#[derive(Document)]
{
// Attributes available to this derive:
#[obj]
}
Expand description
#[derive(obj::Document)] proc-macro re-export.
Lives in the sibling obj-derive crate; re-exported here so
users only have to depend on obj to use the derive. The trait
itself is still obj_core::Document re-exported above —
proc-macros and traits share a single name namespace and Rust
resolves the two by use-site (#[derive(Document)] vs impl Document for ...).
The derive fills in Document::COLLECTION (default: the type
name) and Document::VERSION (default: 1).
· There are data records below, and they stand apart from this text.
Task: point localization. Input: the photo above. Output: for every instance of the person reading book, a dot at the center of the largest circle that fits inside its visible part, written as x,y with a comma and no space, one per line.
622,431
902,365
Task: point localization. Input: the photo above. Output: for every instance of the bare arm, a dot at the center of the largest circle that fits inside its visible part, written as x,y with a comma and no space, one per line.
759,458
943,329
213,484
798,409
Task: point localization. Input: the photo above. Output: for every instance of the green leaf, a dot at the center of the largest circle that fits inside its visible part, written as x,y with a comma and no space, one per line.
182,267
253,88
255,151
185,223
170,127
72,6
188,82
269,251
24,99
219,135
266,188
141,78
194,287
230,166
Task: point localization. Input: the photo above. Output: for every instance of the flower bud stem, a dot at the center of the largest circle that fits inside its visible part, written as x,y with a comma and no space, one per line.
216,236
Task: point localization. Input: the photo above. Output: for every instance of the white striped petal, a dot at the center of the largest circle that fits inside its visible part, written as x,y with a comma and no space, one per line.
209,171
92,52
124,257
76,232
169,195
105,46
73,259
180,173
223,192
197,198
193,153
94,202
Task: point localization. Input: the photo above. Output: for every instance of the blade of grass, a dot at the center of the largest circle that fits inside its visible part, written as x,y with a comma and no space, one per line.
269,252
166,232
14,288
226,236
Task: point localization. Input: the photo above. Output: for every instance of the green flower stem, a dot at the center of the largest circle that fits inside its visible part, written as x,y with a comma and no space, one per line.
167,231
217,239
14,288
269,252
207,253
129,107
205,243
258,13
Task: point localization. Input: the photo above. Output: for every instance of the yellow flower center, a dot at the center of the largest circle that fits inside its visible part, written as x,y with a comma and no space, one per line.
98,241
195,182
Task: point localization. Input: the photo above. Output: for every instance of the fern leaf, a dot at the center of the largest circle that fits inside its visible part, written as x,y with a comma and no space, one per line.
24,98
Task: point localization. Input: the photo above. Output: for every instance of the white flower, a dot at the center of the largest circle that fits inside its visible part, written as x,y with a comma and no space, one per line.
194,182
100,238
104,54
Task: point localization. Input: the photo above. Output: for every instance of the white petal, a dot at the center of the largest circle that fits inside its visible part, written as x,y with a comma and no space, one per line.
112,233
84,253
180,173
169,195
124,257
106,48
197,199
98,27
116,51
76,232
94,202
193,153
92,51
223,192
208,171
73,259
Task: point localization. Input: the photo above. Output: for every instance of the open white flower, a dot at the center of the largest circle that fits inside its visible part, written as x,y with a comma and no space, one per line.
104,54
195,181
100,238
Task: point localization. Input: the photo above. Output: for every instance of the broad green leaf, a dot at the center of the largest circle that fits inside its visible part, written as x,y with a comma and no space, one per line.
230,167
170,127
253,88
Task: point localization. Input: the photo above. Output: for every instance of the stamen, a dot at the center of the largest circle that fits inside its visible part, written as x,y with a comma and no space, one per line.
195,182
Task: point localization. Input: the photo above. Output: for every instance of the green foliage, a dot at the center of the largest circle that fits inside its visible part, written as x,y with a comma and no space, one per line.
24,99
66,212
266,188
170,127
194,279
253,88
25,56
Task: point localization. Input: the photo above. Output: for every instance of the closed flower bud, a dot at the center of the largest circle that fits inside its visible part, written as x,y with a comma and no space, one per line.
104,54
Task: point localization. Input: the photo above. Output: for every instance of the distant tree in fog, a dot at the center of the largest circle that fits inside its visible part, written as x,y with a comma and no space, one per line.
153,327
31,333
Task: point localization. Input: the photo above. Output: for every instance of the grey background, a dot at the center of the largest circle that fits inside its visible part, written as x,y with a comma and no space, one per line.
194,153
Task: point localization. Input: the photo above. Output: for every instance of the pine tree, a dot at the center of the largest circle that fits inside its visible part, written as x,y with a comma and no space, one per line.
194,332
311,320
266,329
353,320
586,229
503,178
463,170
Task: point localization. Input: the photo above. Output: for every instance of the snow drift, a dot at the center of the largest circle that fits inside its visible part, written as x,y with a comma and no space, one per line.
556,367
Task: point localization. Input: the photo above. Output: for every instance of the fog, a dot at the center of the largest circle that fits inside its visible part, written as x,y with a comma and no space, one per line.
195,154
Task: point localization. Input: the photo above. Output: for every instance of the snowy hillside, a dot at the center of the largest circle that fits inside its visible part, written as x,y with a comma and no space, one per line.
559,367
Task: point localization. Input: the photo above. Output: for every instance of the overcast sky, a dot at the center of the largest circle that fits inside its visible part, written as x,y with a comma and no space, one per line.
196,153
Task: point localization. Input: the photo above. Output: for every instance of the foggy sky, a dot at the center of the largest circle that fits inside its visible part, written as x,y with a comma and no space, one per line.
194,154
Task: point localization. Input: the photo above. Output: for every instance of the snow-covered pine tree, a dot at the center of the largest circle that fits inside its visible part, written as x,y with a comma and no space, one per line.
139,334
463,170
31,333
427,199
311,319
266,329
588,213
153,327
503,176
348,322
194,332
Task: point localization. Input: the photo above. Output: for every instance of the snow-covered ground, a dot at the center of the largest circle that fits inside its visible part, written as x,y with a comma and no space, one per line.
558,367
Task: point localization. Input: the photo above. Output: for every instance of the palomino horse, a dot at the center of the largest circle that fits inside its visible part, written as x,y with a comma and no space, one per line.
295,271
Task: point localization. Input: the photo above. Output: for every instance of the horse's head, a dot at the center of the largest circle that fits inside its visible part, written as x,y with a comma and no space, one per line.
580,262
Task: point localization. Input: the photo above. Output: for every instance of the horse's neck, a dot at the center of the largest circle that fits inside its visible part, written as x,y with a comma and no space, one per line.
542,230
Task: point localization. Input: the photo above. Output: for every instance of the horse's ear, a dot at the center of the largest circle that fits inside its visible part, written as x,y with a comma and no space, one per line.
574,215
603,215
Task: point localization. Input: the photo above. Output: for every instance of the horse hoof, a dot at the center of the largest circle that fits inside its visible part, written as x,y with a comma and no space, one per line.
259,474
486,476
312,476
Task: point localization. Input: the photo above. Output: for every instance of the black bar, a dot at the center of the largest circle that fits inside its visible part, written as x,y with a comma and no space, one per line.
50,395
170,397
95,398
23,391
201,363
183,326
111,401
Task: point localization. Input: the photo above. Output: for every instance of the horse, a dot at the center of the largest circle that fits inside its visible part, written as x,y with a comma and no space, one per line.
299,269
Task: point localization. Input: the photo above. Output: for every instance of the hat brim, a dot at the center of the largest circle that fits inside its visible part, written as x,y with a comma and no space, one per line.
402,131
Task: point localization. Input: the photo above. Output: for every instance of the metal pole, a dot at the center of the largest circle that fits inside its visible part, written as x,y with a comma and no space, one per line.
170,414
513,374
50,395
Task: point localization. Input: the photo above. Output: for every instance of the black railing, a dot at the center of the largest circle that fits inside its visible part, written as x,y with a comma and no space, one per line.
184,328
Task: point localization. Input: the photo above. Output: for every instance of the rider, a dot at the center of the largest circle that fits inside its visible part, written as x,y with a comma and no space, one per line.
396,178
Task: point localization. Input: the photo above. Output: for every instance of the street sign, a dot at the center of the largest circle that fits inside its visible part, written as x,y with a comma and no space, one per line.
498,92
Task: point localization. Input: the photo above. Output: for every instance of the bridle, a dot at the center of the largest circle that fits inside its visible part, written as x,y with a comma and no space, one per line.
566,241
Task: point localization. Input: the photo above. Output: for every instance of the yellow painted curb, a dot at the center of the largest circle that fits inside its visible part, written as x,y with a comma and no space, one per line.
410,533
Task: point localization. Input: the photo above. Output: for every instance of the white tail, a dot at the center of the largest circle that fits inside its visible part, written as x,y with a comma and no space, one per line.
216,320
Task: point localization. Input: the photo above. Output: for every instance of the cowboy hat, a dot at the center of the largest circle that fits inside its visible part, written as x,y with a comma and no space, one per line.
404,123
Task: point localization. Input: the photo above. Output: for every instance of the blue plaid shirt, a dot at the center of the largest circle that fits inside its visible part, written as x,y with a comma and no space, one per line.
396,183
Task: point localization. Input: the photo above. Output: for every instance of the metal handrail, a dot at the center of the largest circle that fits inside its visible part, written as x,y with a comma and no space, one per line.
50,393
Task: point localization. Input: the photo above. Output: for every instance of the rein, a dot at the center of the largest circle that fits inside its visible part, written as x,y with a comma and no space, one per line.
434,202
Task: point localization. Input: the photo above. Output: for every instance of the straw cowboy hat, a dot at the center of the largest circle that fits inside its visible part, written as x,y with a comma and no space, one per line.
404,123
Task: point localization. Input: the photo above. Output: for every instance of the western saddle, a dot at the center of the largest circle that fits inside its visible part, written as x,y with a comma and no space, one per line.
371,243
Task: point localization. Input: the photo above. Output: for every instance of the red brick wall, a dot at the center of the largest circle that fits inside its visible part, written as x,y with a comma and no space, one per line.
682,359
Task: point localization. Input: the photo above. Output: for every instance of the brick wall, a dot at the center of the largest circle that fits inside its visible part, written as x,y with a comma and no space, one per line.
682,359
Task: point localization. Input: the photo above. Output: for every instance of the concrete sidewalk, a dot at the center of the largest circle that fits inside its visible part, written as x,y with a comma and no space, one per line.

The struct still
needs serde derives — the macro intentionally does not emit them
so you stay in control of serde-level attributes
(#[serde(rename = ...)], etc.).
§Examples
Derive with defaults:
use obj::Db;
use serde::{Deserialize, Serialize};
#[derive(Debug, Serialize, Deserialize, obj::Document)]
struct Order {
customer_id: u64,
total_cents: u64,
}
let dir = tempfile::tempdir()?;
let db = Db::open(dir.path().join("orders.obj"))?;
// `Document::COLLECTION` defaulted to "Order".
assert_eq!(<Order as obj::Document>::COLLECTION, "Order");
assert_eq!(<Order as obj::Document>::VERSION, 1);
let id = db.insert(Order { customer_id: 1, total_cents: 4_200 })?;
let back: Option<Order> = db.get::<Order>(id)?;
assert_eq!(back.map(|o| o.total_cents), Some(4_200));Override the defaults with #[obj(...)]:
use obj::Db;
use serde::{Deserialize, Serialize};
#[derive(Debug, Serialize, Deserialize, obj::Document)]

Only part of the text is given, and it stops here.